# So, how many of you noticed a power outage in Burnaby last night?



## SeaHorse_Fanatic (Apr 22, 2010)

Fortunately my wife noticed and woke me up in the middle of the night just after I finally fell asleep to let me know the power was out. After a couple of minutes, convinced myself to get up and plug my Hydor Koralia Mag8 pump into the backup battery pack so the main tank would still have circulation. Fortunately, less than 2 hours later, power came back on just before 6am. Unplugged the HK, replugged it back into the outlet, cleaned out & restarted my skimmer & everything seems to have come through without a hitch (knock on wood). 

I, on the other hand, have a tonne of work but haven't slept yet and its already past 6 in the morning. Which likely means I'll be less than fully productive today. Yeah!!! Of course this happens on the busiest week of work this school term. Argh

Now to try to get some sleep before I start editing papers again.

Nightie night everyone.

Anthony


----------



## hp10BII (Apr 23, 2010)

Anytime they're forecasting strong winds, I hope for the best.
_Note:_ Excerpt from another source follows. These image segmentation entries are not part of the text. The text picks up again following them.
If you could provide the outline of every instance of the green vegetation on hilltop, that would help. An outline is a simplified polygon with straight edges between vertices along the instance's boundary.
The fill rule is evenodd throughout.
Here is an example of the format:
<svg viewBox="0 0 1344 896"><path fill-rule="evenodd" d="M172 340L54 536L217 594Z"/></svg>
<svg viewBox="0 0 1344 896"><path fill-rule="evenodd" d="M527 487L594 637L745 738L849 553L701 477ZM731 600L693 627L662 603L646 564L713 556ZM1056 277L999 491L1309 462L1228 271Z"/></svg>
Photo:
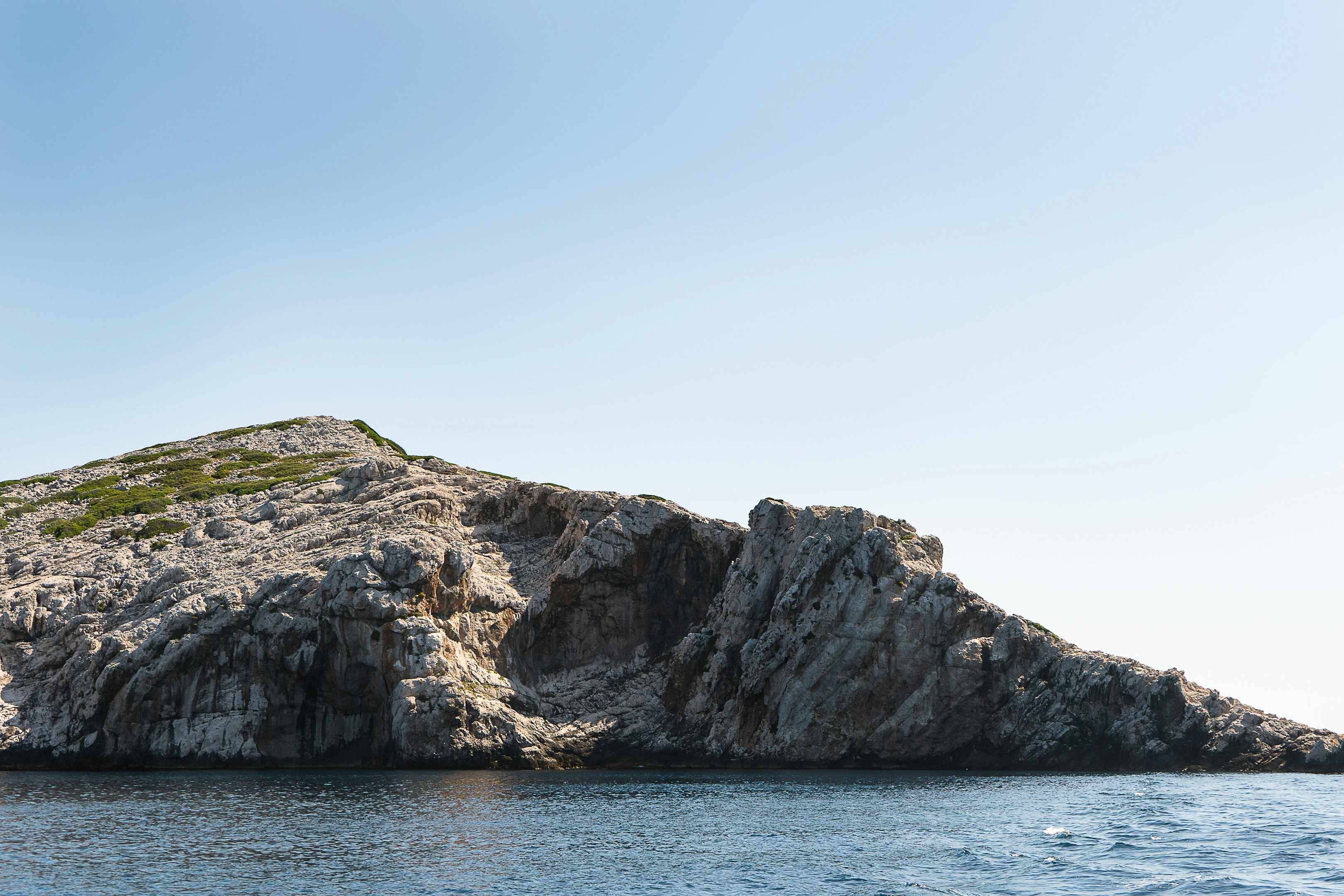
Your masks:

But no power outage here in North/Central Burnaby.


----------



## Diztrbd1 (Apr 21, 2010)

I don't think ours went out either, altho I was sure it would. Hope you can get caught up on the sleep Anthony.


----------



## SeaHorse_Fanatic (Apr 22, 2010)

Just woke up. Finally got to bed around 8, so 6 hours. At this time of year, with my work load, 6 hours is a good nights sleep.


----------



## hondas3000 (Apr 22, 2010)

For that hour I don't think I notice but I know mine power didn't went out because my computer still on. Knock on wood as I don't want to use my back up generator yet.


----------



## Gregzz4 (Jun 25, 2010)

I was still up and definately no power fail here David.
I didn't get to sleep until after 7am.
Anthony, glad to hear all is good.
Our power has only gone out twice in 16 years. Once for a short while, but the second time David may remember...if he lived on this street then that is...it was out from after dinner until I got up for work the next morning. Thankfully we didn't have fish then.
If it wasn't for the gas fireplace we woulda froze.
My new Vortechs will be getting a DIY battery backup and charger


----------



## SeaHorse_Fanatic (Apr 22, 2010)

When I called BCHydro on the cell during the outage, they said it was a broken tree branch that knocked out power in my neighbourhood. No biggie, but it messed up my day that's for sure.


----------



## BaoBeiZhu (Apr 24, 2010)

i didnt feel anything..and i was up all night till 8 am, my friend down the block also said the power went out
how ever, my water from the tap was running brown for an hour or two


----------